Goldman Sachs, the financial banking giant, is cautioning Bitcoin investors about the upcoming Bitcoin halving and its potential to underwhelm in terms of returns. While the Bitcoin community is hopeful that history will repeat itself and the halving will lead to remarkable rallies and new all-time highs, Goldman Sachs points out that previous bullish trends were driven by not only the halving but also other macro factors.
Historically, previous halvings have resulted in returns of 93x, 30x, and 8x in the last three cycles. However, there is concern that the upcoming cycle may offer less than 8x in returns, as the return has been decreasing over time. This decrease in returns can be attributed to price stability and the increase in prices. Nonetheless, the adoption and demand for Bitcoin have reached their peak in recent months, primarily due to Bitcoin spot ETFs.
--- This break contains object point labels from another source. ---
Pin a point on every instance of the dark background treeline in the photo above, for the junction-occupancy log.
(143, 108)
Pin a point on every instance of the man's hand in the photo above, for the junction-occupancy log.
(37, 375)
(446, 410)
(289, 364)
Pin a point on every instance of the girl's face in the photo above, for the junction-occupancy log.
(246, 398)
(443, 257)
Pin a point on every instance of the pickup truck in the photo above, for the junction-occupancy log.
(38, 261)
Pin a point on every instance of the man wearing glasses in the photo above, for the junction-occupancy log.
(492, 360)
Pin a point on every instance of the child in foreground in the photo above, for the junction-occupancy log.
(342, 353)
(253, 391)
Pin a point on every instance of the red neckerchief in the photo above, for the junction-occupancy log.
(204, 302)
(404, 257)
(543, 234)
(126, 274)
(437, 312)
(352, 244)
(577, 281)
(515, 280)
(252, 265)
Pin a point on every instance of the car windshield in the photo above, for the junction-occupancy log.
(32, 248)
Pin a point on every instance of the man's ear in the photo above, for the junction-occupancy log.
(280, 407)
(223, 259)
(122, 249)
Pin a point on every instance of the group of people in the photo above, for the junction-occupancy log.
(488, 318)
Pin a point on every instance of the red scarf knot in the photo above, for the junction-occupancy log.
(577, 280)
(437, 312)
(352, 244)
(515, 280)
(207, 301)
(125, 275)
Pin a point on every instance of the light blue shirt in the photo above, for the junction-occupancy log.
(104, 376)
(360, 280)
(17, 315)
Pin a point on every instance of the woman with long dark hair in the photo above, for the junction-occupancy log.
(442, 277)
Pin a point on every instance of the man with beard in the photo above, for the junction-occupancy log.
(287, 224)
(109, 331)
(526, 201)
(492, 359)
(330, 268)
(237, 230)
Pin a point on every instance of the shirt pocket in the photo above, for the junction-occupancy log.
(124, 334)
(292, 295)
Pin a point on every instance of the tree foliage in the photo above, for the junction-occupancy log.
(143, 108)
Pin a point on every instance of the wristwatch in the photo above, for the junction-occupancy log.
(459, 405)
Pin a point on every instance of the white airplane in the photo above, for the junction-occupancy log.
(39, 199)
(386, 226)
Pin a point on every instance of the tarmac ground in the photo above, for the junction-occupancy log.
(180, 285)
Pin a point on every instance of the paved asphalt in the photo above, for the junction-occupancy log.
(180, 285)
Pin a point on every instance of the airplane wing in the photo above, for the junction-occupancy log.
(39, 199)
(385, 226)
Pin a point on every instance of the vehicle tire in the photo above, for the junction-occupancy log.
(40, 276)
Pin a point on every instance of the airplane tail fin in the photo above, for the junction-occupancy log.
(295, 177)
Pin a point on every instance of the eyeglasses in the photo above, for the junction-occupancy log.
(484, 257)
In a note to clients, Goldman Sachs’ Fixed Income, Currencies and Commodities team warns against extrapolating the past cycles and the impact of the halving, given the prevailing macro conditions. They also caution that the upcoming event could be a “buy the rumor, sell the news event.” However, they believe that BTC price performance will continue to be driven by the supply-demand dynamic and the demand for BTC ETFs, which are the primary determinants of spot price action in the crypto markets.
One significant macroeconomic factor to consider is the high inflation and high-interest rate climate. Unlike in the past, U.S. investors’ risk appetite is currently low, and interest rates in the country are likely to remain high until 2024. This is due to stubborn inflation and a strong economy, which diminishes hopes for interest rate cuts.
Considering these trends, the inflows into recently launched ETFs could play a crucial role in Bitcoin’s price trajectory after the halving. Prices have correlated with inflows since the launch, leading to an all-time high of nearly $74,000. Bloomberg data reveals that 11 spot ETFs have amassed $59.2 billion in assets under management, indicating unprecedented demand. If the inflows continue to be high, it is highly likely that prices will continue to rise.
Currently, BTC is trading at $62,700 after experiencing a 2% rebound following a temporary dip below $60,000. Analyst Julio Moreno from CryptoQuant suggests that Bitcoin’s price slump may be coming to an end, as traders have sold off most of their profitable holdings, potentially reducing downward pressure on the price. With an anticipated supply shock after the halving, bulls expect BTC to stage a massive rebound and reach $80,000.